Hoy, los huertos urbanos resaltan en ciudades prósperas como Portland en Estados Unidos, o Dortmund, Dresden, Döbeln y Arnsberg en Alemania.

Pero, ¿cómo va la agricultura urbana en Colombia?

En 2015, la Universidad Nacional de Colombia y la Fundación Razón Pública difundieron por YouTube el audiovisual “Agricultura urbana en Bogotá”. De allí, una de las experiencias que cautivó nuestra atención fue la del colectivo “Sembrando Barrio”, un grupo que promueve la intervención del espacio público para la creación de huertos urbanos.

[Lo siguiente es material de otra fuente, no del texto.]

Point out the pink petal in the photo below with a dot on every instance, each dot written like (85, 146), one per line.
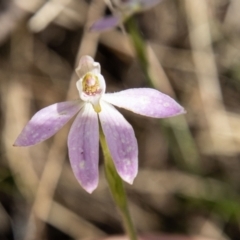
(83, 146)
(46, 122)
(145, 101)
(121, 142)
(106, 23)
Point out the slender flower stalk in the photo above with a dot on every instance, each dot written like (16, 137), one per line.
(117, 189)
(122, 10)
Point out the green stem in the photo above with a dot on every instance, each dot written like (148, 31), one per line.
(117, 189)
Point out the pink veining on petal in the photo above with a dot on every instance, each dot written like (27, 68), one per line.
(105, 23)
(145, 101)
(121, 142)
(83, 147)
(46, 122)
(87, 64)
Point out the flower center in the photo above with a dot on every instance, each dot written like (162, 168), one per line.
(90, 84)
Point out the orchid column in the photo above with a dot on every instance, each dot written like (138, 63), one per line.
(98, 118)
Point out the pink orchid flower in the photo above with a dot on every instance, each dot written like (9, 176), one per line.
(122, 10)
(96, 106)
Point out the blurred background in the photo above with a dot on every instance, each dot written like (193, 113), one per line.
(189, 166)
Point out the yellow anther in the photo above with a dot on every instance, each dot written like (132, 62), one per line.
(90, 84)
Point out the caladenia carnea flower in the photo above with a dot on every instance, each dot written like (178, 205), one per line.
(122, 10)
(94, 107)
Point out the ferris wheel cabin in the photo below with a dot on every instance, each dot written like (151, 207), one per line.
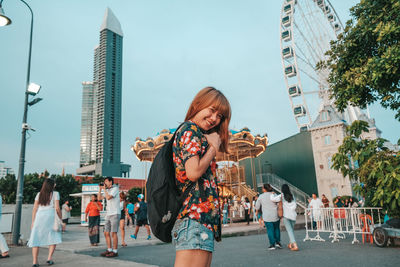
(290, 71)
(294, 91)
(287, 9)
(286, 21)
(286, 36)
(337, 27)
(299, 111)
(331, 18)
(287, 52)
(320, 3)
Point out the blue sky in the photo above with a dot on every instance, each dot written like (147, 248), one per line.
(171, 50)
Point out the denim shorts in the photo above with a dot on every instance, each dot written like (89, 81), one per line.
(190, 234)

Además, en 2007, el Proyecto 319 en el marco de la programa distrital «Bogotá sin Hambre», ejecutado durante la administración de Luis Eduardo Garzón Lozano y, el Proyecto de Ley 128 de 2010, radicado por Lucero Cortés Méndez en la Cámara de Representantes de Colombia, hacen parte de las pocas acciones para construir una política pública en torno a la agricultura urbana.

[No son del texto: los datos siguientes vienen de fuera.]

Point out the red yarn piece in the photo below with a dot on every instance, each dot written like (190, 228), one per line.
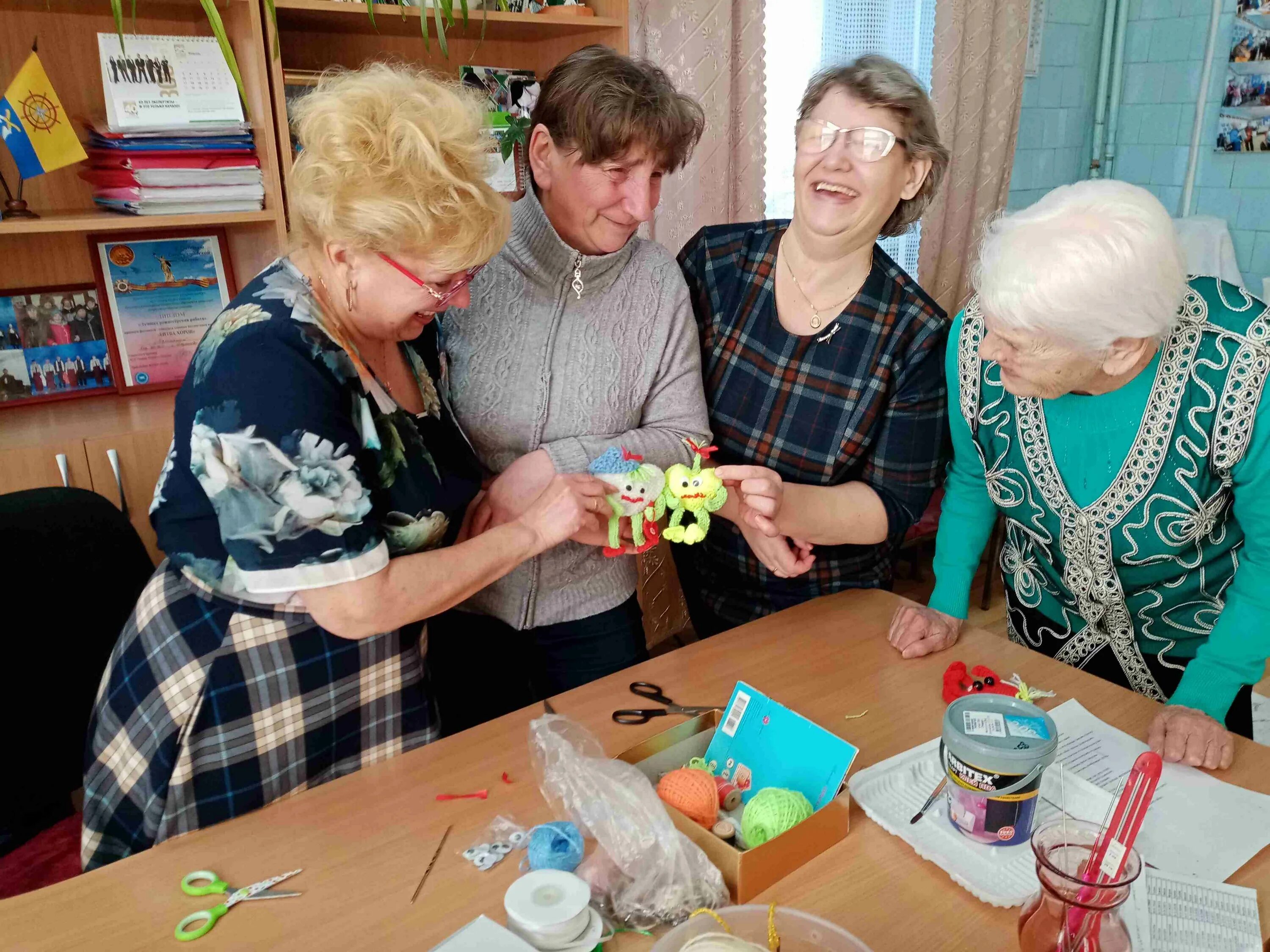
(958, 682)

Hoy, los huertos urbanos son una apuesta cada vez más frecuente en el contexto internacional. Sin embargo, preocupa que, en Colombia, las comunidades y los colectivos ciudadanos no estén bajo el amparo de una política pública nacional que estimule estos beneficiosos programas.

En este momento, además del desarrollo sostenible y la soberanía alimentaria, hay un sinnúmero de beneficios paisajísticos, lúdicos y sociales que se derivan de la creación de huertos urbanos. Pero, ¿el Ministerio de Agricultura y Desarrollo Rural le ha prestado a este tema la importancia que merece?

Hoy, la agricultura urbana es una apuesta cada vez más frecuente en el contexto internacional. Sin embargo, preocupa que, en Colombia, las comunidades y los colectivos ciudadanos no estén bajo el amparo de una política pública que estimule estos beneficiosos programas.